What a motley crew. Marching and shouting alongside Third World peasants, nongovernmental organizations from every corner of the globe and the bolshie fringe groups who denounce these NGOs as "collaborationist proponents of capitalism with a human face" will be representatives of more upscale groups like Greenpeace. Seattle churches have organized huge clumps of parishioners to parade for debt forgiveness for poor nations. Machinists from Boeing have been assigned as marshals for an advertised protest march on the WTO of 50,000 local unionists.

It had to happen: Woodstock meets the Non-Aligned Movement. Only this time around, it's not about love.

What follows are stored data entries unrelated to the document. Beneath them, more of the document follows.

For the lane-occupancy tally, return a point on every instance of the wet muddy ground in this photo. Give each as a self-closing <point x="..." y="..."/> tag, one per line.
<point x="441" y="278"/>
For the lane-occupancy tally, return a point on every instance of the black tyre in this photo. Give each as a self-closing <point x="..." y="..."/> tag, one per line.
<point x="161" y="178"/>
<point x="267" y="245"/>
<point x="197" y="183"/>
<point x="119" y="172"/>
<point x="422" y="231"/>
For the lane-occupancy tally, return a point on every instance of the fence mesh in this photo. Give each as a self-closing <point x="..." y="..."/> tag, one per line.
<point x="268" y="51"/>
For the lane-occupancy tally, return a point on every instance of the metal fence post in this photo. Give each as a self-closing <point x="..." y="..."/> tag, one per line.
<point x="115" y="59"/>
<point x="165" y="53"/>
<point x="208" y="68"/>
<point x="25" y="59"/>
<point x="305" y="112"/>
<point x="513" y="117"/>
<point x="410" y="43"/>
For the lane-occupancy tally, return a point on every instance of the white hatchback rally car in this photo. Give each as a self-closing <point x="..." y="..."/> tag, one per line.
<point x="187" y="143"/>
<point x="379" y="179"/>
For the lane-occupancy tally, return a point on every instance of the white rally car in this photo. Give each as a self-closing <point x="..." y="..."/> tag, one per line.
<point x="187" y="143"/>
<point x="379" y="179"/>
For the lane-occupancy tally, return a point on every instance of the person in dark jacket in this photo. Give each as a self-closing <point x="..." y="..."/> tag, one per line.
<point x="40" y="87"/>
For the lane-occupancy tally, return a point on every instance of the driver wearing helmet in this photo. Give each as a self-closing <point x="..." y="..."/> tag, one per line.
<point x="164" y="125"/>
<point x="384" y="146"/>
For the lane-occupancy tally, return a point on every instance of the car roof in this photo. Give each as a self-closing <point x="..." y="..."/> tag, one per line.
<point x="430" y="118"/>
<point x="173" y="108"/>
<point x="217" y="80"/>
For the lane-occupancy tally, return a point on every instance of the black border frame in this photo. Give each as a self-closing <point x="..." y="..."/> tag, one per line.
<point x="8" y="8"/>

It would be funny if it weren't so sad. It's obvious why U.S. labor leaders say they are for fair trade, which translates as "you buy from us but we won't buy from you." They have every incentive to keep U.S. workers locked into dead-end jobs that people at the lowest end of the educational and skill chain can perform just as well, and need more, in other countries. The more Americans move up into white collar jobs, the less union dues money and power there will be for the high-living labor officials.

But what about everybody else? It's difficult to know exactly what's going on, though it would be interesting to learn just who paid for all those NGO air tickets to Seattle, not to mention how much medicine for the world's poor that money might have bought. Of course, everybody loves a circus.

Then there is the view, recently reported by the Journal's Bob Davis, that the explosion of advocacy groups at Seattle may be a sign that we have entered into yet another of those eras where so many people are so rich and comfortable--especially in the West--that they can afford to fixate on notions of how awful everything is. Presumably, this is the flip side of the phenomenon that occurs in times of great danger and stress, as in Hungary during World War II, where a notoriously suicide-prone population had so many real problems to worry about that they stopped killing themselves.

If the current fixation on the WTO and free trade as the font of all evil were just a passing spasm, we could kick back and enjoy the show. The trouble is, for every activist on the street in Seattle, there are hundreds of millions of hard-working people the world over whose own chances for the future depend very much on whether their country grows more prosperous. That means their lives depend on whether there will be a market for the goods they grow or produce. However much activists may claim the moral high ground in Seattle, they will be standing atop the prone bodies of people who hunger for the fruits of free trade.

Perhaps it's just as well that Bill Clinton, having praised and welcomed the protesters as friends of the earth at his news conference last month, apparently has failed to persuade an array of world leaders to join him in Seattle. One thing and another, this WTO meeting is not likely to be a pretty sight.